A recent article that I liked spoke of the appearance of impropriety, and how it takes on a life of its own. Which is true enough, but it never seems to actually sink in with certain people in positions of power. They may pay it lip service, but continue their single-minded journeys until they’re out of a job and have landed with a golden parachute and employ underpaid scribes to write false puff pieces with proper search term density that will filter upward, displacing truths that drift to the bottom of the ocean floor, there to be gnawed on by viperfish and grenadiers. And the rich get richer and the poor get poorer.

Two weeks ago, before Game 4 of the second round, I began to write this post with the following: “I love the Lakers with the intimacy that any sports fan feels for their team, regardless of other opinion. But, they have been like the proverbial aging fighter, clawing through rounds on old legs, while their younger opponents have the ability to come back with blinding flurries.
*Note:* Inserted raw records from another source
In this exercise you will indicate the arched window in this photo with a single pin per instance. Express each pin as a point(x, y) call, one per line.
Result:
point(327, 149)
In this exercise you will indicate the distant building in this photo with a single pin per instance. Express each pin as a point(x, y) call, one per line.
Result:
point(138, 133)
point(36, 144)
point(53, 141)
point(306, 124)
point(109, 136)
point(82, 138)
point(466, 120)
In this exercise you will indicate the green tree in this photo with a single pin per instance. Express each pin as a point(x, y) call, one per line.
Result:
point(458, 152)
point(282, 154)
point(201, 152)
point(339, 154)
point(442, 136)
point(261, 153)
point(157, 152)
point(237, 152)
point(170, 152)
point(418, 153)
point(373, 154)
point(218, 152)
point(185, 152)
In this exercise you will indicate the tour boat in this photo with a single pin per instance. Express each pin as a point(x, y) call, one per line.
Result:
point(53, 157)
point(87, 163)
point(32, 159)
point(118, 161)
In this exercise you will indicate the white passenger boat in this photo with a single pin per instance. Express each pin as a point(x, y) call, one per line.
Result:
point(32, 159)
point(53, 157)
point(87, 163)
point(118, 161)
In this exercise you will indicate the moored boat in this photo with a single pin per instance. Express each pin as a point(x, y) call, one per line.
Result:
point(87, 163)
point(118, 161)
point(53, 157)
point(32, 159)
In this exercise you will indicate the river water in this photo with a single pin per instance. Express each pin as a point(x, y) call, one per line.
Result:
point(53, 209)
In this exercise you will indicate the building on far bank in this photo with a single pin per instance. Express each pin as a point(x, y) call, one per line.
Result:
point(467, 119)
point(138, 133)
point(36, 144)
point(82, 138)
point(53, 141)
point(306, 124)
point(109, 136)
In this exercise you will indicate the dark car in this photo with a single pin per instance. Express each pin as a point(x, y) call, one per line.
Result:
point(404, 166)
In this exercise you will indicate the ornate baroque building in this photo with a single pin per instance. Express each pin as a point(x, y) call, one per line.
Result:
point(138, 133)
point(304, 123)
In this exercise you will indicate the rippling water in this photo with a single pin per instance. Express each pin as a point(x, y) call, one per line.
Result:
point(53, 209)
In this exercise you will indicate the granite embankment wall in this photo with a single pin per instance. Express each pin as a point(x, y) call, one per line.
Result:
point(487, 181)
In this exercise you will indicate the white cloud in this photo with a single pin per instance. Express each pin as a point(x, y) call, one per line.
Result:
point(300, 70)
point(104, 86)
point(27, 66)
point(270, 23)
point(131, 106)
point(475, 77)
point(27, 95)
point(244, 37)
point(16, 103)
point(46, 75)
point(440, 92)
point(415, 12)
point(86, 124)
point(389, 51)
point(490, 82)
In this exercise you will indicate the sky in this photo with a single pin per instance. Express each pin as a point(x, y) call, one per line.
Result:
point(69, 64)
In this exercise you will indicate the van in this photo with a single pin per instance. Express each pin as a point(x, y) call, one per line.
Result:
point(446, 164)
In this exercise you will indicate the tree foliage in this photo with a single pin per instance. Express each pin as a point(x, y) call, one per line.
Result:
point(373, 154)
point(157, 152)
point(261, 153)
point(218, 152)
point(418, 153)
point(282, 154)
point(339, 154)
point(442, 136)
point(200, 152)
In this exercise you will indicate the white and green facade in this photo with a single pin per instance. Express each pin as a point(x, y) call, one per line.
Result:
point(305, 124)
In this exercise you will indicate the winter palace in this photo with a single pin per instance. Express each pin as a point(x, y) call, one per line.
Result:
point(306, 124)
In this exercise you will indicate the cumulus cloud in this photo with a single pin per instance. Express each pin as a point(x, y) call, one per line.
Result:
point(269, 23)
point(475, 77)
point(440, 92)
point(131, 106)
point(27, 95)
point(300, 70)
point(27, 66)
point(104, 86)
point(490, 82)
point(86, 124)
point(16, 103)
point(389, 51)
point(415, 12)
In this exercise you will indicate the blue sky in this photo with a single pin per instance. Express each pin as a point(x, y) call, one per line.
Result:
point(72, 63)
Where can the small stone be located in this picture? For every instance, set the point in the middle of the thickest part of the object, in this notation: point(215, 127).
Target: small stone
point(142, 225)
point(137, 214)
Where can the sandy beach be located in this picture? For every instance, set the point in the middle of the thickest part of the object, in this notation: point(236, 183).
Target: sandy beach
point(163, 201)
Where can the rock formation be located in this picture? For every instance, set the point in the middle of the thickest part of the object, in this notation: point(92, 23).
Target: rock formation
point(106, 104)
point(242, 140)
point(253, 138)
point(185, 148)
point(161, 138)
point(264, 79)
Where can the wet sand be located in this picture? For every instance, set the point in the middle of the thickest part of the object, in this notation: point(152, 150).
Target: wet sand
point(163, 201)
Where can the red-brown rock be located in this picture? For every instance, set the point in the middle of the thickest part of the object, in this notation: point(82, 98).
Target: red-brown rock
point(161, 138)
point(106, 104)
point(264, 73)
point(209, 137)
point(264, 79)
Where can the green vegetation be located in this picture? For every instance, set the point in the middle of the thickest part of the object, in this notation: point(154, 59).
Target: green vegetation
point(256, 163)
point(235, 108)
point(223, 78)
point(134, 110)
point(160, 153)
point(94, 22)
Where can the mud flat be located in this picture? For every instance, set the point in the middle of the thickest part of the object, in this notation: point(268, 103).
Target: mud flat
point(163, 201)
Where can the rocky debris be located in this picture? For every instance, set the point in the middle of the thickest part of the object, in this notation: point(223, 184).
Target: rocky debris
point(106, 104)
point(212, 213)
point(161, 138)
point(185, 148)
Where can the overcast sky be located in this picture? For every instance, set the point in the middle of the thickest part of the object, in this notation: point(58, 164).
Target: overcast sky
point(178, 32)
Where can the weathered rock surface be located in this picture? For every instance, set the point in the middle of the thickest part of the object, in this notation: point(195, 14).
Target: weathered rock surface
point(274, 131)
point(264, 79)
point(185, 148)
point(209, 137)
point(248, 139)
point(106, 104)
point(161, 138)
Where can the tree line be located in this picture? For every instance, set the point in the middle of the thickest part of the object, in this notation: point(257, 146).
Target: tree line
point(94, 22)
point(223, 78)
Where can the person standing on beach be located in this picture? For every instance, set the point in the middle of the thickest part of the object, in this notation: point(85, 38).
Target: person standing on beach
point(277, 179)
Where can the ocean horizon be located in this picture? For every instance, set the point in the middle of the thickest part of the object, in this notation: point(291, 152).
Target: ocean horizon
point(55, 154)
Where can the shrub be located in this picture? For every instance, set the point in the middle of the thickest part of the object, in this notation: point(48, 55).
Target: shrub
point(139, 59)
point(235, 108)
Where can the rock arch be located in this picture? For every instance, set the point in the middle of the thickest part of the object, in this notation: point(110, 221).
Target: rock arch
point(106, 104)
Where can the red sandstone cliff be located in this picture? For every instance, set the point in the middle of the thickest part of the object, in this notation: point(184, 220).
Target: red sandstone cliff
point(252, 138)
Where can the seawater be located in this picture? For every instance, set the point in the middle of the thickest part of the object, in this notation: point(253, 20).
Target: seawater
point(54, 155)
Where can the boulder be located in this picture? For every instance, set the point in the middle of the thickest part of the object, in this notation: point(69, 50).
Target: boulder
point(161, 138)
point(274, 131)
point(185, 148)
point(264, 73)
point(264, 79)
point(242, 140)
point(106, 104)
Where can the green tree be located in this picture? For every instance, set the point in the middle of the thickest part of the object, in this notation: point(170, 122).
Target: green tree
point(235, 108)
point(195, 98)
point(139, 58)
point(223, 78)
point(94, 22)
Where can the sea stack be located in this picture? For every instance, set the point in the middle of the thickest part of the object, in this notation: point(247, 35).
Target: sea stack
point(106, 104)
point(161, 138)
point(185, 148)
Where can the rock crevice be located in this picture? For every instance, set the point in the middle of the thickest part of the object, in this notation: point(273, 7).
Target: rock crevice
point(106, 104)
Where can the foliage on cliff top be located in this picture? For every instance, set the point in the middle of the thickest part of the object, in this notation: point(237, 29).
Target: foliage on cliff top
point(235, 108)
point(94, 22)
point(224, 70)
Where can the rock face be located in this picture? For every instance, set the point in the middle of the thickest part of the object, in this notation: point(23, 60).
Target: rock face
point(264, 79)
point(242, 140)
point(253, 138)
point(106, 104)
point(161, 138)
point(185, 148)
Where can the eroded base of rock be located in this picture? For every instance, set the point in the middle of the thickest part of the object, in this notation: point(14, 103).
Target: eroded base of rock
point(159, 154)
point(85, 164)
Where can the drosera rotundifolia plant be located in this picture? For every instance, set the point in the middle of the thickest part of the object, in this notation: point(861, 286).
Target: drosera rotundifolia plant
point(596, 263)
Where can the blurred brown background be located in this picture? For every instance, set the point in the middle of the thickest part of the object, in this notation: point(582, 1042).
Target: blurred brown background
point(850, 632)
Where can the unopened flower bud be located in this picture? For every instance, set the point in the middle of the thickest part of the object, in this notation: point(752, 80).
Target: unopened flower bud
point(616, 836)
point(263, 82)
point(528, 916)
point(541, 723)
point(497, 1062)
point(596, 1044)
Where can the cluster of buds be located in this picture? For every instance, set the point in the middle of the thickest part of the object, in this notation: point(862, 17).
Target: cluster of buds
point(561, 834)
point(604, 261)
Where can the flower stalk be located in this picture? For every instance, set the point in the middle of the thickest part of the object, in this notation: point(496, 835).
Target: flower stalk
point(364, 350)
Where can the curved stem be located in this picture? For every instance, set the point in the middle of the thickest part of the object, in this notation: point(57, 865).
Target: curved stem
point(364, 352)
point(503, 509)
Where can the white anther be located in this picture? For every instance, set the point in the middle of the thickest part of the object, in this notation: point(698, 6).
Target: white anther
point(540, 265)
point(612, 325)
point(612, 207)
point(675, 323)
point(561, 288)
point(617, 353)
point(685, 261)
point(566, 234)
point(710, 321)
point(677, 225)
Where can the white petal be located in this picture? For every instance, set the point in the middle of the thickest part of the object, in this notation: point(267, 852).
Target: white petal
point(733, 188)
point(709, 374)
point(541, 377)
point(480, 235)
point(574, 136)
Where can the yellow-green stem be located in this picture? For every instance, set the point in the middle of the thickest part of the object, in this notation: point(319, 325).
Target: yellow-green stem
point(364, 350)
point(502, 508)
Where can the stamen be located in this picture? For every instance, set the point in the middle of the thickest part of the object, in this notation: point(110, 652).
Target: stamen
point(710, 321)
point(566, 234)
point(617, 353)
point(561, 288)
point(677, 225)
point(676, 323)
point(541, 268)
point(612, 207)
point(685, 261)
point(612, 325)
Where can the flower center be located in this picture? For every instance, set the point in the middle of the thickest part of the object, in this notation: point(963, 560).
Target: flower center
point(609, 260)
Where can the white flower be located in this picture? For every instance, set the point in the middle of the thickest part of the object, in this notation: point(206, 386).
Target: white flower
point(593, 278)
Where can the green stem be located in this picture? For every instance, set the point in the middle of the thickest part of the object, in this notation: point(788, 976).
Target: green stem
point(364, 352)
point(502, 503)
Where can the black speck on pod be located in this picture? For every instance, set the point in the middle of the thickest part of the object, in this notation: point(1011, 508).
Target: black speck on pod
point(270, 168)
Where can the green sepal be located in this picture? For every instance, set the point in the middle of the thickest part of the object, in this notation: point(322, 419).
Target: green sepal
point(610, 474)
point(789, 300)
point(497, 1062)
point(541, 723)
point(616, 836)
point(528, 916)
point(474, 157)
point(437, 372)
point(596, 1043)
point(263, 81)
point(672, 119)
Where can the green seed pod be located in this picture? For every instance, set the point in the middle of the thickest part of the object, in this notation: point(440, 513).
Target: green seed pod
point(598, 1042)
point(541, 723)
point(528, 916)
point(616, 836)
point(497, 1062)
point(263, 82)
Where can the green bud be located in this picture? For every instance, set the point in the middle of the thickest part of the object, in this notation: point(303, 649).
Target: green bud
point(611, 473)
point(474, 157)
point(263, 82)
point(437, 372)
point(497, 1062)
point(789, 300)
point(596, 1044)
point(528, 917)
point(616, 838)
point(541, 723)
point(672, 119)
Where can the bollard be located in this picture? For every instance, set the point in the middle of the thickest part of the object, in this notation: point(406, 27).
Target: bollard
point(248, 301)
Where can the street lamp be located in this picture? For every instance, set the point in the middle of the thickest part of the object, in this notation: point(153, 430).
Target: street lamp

Yet, here we are. Handed a lifeline, and hope.” It didn’t happen of course, the end evetually came as it usually does, with a whimper, not a bang.

Where does it go from here? For the Lakers, I no longer hold the hopes of meshing three central cogs, the idea that Kobe, Pau and Andrew will function as one. That just seems like what’s left over when there’s no more bullets in the chamber. Not that it hasn't worked in the past, but the simple observation that sweeping changes were made last season, which would have been even more sweeping if David Stern hadn’t brushed the pieces from the table with one impetuous motion. Jim Buss’s background is horse racing and entitlement. And he’s a draft junkie. The most obvious opening gambit is to try and trade for one of the landed ping pong balls. He won’t get the one with the blood on it, and he may not get one at all. But he’ll try.

Personally, the meshing of parts continues, from the Ukrainian holy grail to other far off places. At some point, choices will have to be made, it’s simply not feasible to keep hoeing, row after dusty row. Sometimes our resources are finite. For now however, I reload the chamber and spin again. Readers beware.